Like so many people diagnosed with cancer, Danielle couldn’t help but ask “Why?” Why her? Why did a healthy young woman develop brain cancer in her 20s?
No one knows.
Most brain tumors are unexplained, although age is thought to be a risk factor for cancer in general. Exposure to radiation is one of the only known risk factors for brain tumors, although, like many cancers, some chemicals have been linked to increased risk of brain cancer.
What we do know is that the overall incidence of cancer has been increasing in recent decades. And there is a compelling—and growing—body of evidence linking this troubling trend to toxic chemicals in our daily environments: carcinogens in our air and water, hormone disruptors in our food packaging and personal care products.
There are more than 80,000 chemicals in commercial use. Chemicals in products we all use every day. Chemicals to which we are all exposed throughout the course of our lives—no matter how much we may told to try to shop our way out of it.
The legislation “regulating” chemicals is the Toxic Substance Control Act (TSCA). I put the word regulating in quotes because when it was passed in 1976, TSCA exempted about 60,000 chemicals from testing for safety. And in the 40 years since TSCA was passed, only 200 chemicals have been tested for human safety. Out of these, only five chemicals have ever been restricted due to their harmful impact on human health.
The conclusion is not that we have about 80,000 harmless chemicals on the market; the shameful truth is that our regulators and legislators have been asleep at the wheel while we’ve all been exposed to countless toxic chemicals linked to cancer and other health problems.
Even those chemicals which are widely recognized to be harmful to human health have proven extremely hard to limit. To put things in perspective, the U.S. Environmental Protection Agency tried to use TSCA to restrict asbestos 20 years ago and failed. It hasn’t tried since. And the law has never been updated since its passage in 1976.
The prevalence of chemical exposures and the gaps in our regulatory system cannot be ignored in the context of rising cancer rates more broadly. The same chemicals that can increase the risk of cancer are also thought to be linked to other diseases and health disorders: fertility issues, autism, diabetes, even obesity.
Not so many years before President Obama announced the Precision Medicine Initiative at the 2015 State of the Union, and the “Moonshot” Initiative in his 2016 State of the Union, the President’s cancer panel released a report in 2010 pointing to the role of environmental exposures to chemicals in a range of cancers. The report was an urgent call to action: “The panel was particularly concerned to find that the true burden of environmentally induced cancer has been grossly underestimated.”

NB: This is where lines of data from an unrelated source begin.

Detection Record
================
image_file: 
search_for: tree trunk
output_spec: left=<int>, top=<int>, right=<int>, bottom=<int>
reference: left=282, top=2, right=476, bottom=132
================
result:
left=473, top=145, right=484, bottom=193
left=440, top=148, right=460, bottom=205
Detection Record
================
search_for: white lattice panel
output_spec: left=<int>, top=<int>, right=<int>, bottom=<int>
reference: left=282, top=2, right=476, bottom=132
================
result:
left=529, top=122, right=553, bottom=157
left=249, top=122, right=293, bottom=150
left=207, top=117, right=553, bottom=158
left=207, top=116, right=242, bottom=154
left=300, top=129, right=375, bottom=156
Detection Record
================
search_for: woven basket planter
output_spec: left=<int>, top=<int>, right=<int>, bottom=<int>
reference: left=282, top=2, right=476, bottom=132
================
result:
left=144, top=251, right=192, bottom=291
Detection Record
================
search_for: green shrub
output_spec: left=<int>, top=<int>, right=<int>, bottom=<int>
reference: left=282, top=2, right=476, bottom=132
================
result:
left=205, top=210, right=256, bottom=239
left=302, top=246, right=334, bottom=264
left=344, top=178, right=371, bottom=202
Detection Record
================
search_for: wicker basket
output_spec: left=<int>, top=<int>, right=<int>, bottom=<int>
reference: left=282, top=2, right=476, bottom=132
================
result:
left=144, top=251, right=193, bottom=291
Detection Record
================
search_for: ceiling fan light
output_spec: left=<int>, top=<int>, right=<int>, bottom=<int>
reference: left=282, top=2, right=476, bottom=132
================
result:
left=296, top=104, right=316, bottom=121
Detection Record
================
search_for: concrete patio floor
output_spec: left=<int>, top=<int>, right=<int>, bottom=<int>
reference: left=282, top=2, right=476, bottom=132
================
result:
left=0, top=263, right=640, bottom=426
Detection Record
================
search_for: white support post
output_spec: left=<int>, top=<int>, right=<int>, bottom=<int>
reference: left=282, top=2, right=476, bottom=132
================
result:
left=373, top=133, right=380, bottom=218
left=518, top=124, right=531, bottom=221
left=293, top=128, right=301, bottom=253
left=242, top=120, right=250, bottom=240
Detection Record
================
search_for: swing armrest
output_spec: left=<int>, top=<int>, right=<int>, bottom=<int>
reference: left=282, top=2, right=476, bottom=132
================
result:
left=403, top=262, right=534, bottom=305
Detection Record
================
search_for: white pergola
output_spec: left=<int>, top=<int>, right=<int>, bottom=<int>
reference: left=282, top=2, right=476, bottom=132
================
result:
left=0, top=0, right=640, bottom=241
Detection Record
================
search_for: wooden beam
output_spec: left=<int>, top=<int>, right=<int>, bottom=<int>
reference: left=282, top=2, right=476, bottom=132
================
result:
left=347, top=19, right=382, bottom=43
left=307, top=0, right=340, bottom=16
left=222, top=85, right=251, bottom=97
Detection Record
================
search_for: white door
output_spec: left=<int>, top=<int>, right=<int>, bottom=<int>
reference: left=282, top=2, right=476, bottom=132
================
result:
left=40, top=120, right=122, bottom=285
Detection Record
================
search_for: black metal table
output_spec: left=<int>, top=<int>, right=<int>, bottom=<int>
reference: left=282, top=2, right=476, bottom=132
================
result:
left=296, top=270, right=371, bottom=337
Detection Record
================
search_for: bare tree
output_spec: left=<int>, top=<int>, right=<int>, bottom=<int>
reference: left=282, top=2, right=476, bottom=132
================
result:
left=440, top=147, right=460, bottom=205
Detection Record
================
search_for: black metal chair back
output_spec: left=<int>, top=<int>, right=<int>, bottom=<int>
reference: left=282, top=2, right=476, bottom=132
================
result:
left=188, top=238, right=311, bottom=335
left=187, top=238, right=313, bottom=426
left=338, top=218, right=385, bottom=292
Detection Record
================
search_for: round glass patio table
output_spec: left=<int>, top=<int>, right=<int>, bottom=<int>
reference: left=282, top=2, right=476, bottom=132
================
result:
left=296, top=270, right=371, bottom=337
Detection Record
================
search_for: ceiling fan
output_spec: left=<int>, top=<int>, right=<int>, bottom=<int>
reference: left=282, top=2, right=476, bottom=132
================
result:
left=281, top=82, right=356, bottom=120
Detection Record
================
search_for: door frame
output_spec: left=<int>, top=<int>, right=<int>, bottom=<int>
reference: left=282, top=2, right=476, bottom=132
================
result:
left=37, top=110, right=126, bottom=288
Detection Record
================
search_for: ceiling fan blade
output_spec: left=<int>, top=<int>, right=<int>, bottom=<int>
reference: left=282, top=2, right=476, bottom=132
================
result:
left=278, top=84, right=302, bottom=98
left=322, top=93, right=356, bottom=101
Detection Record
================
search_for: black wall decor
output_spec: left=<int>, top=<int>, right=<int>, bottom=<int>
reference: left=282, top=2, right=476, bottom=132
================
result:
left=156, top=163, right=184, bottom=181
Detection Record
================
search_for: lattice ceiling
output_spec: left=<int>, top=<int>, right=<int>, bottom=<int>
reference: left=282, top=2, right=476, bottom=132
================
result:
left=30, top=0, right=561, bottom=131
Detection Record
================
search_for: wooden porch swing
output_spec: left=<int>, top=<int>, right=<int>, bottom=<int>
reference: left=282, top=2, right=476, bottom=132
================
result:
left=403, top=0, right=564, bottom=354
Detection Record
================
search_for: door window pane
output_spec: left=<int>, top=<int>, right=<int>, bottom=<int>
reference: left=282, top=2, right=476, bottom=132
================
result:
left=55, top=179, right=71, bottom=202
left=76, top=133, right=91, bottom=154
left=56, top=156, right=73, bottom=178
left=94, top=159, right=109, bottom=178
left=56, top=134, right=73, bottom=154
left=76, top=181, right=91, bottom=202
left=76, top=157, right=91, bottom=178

We have come a long way in our understanding of the links between environmental toxins and human health harms in the 50 years since Rachel Carson sounded the alarm on DDT; role of everyday chemicals in increasing the risk of cancer has become widely recognized. If we want to truly end the epidemic of cancer that we’re seeing, we need much better treatments, but we also need more than that. We need aggressive, public-health centered action on the toxic chemicals we’re all exposed to that increase our risk of cancer. Without emphasizing prevention in addition to cures, no “moonshot” initiative to end cancer’s death toll will succeed.
In announcing that he is putting Vice President Biden in charge of the new “moonshot” initiative, President Obama poignantly said: “For the loved ones we’ve all lost, for the family we can still save, let’s make America the country that cures cancer once and for all.”
While there is no question that we desperately need new, safe, effective and affordable treatments for many cancers, there is another equally important path we must also pursue: preventing cancer in the first place.